When ultra-conservative Sen. Ted Cruz (R-Tex.) and super-liberal Barbara Boxer (D-Calif.) are both blasting you, you know you’ve blown it. Reacting to Kerry’s comments that Israel could become an apartheid state, Cruz declared on the Senate floor, “The fact that Secretary Kerry sees nothing wrong with making such a statement on the eve of Holocaust Remembrance Day demonstrates a shocking lack of sensitivity to the incendiary and damaging nature of his rhetoric. It is my belief that Secretary Kerry has thus proven himself unsuitable for his position and that before any further harm is done to our alliance with Israel, he should offer President Obama his resignation and the President should accept it.” Sen. Marco Rubio (R-Fla.) likewise called Kerry’s comments “outrageous and disappointing,” but stopped short of calling for his resignation. Boxer, a staunch liberal Democrat, wouldn’t mention Kerry by name, but nevertheless blasted his remarks: “Israel is the only democracy in the Middle East and any linkage between Israel and apartheid is nonsensical and ridiculous.”

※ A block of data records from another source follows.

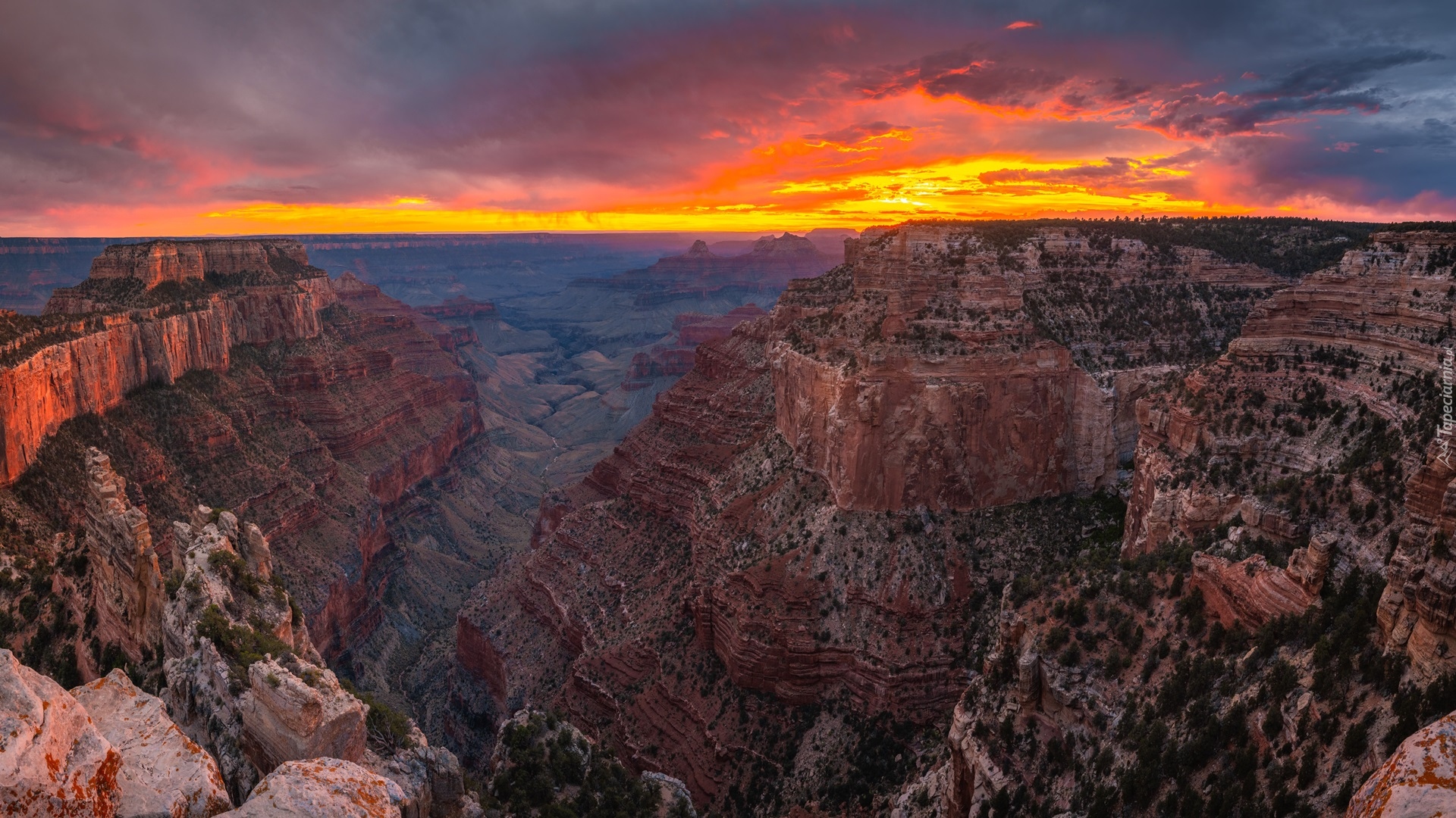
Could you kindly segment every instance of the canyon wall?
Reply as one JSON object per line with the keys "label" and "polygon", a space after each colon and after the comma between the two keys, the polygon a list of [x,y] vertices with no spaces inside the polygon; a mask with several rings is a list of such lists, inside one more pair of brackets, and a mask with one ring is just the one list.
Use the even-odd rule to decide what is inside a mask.
{"label": "canyon wall", "polygon": [[135,278],[150,288],[163,281],[243,275],[275,266],[309,266],[309,255],[294,239],[160,239],[111,245],[92,261],[90,278]]}
{"label": "canyon wall", "polygon": [[[48,306],[51,320],[33,336],[12,342],[12,362],[0,370],[0,485],[13,483],[45,438],[77,415],[106,412],[137,387],[170,384],[188,371],[226,371],[232,349],[240,344],[317,336],[319,310],[333,301],[329,279],[323,271],[303,266],[307,258],[296,242],[281,245],[154,242],[109,247],[96,262],[100,274],[143,284],[201,278],[204,263],[249,269],[281,253],[298,269],[288,271],[296,278],[287,284],[131,310],[60,291]],[[167,246],[186,252],[169,255]],[[93,314],[102,310],[109,313]],[[61,319],[68,314],[77,317]],[[50,338],[54,341],[47,342]]]}
{"label": "canyon wall", "polygon": [[[1005,582],[1032,543],[1107,524],[1102,501],[1066,499],[1083,505],[1051,523],[1009,504],[1115,480],[1134,400],[1171,371],[1149,336],[1217,349],[1236,332],[1198,313],[1127,341],[1045,297],[1041,245],[1059,277],[1111,269],[1114,306],[1192,282],[1198,306],[1248,307],[1281,285],[1248,265],[1076,243],[1031,233],[1006,252],[970,227],[868,231],[846,265],[697,346],[652,415],[543,501],[533,550],[462,610],[447,734],[480,757],[489,738],[470,725],[550,702],[632,766],[718,801],[778,758],[760,728],[795,706],[945,713],[990,565]],[[1088,370],[1088,348],[1123,364],[1083,357]]]}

Monday night, after a day of bipartisan fury, Kerry was forced to cough up a statement that was simultaneously defiant and skittish. He accused his critics of questioning his pro-Israel credentials for “partisan, political purposes” and insisted “I do not believe, nor have I ever stated, publicly or privately, that Israel is an apartheid state or that it intends to become one.” (He merely said it could become one.) He nevertheless offered a half-baked apology: “If I could rewind the tape, I would have chosen a different word to describe my firm belief that the only way in the long term to have a Jewish state and two nations and two peoples living side by side in peace and security is through a two state solution.” Yet apartheid was the word that came to him when he thought he was speaking privately.
Once again we see Kerry’s massive ego and lack of self-editing at work. (Is he in some weird competition with the vice president for the senior official requiring the most damage control?) A less self-satisfied diplomat would have recognized his error and immediately apologized. And someone less enamored of his own vision and more circumspect with his tongue wouldn’t constantly be describing the doom that awaits Israel (whether on a potential boycott or intifada) if it fails to follow his lead. His original statement was recorded surreptitiously, capturing his candid and behind-closed doors remarks. Which represents his true feelings then — the original statement (which echoed similar predictions that sounded threatening) or a prepared statement after a day of furor over his remarks? Moreover, why does he never predict the future Palestinians will suffer if they don’t give up their dream of a one-state solution?
It is unlikely Obama will fire Kerry and thereby give his critics both satisfaction and the opportunity to pounce on a replacement in confirmation hearings. In a sense, Kerry’s latest debacle can’t really undermine his standing any further. His buffoon-like gaffes and naïve insistence that negotiations on Syria, Iran and the Palestinian-Israeli “peace process” aren’t dead already have made him the subject of derision.
However, in a real sense he has now handicapped the administration. When it calls for more time, as it almost surely will, to negotiate a final deal with Iran who is going to take him seriously? And those Democrats and few Republicans (including Kentucky Republican Senator Rand Paul) who wanted to give “diplomacy” a chance should acknowledge their trust was misplaced. Kerry over and over again has proven himself to be, if not the worst secretary of State, then certainly the most error-prone.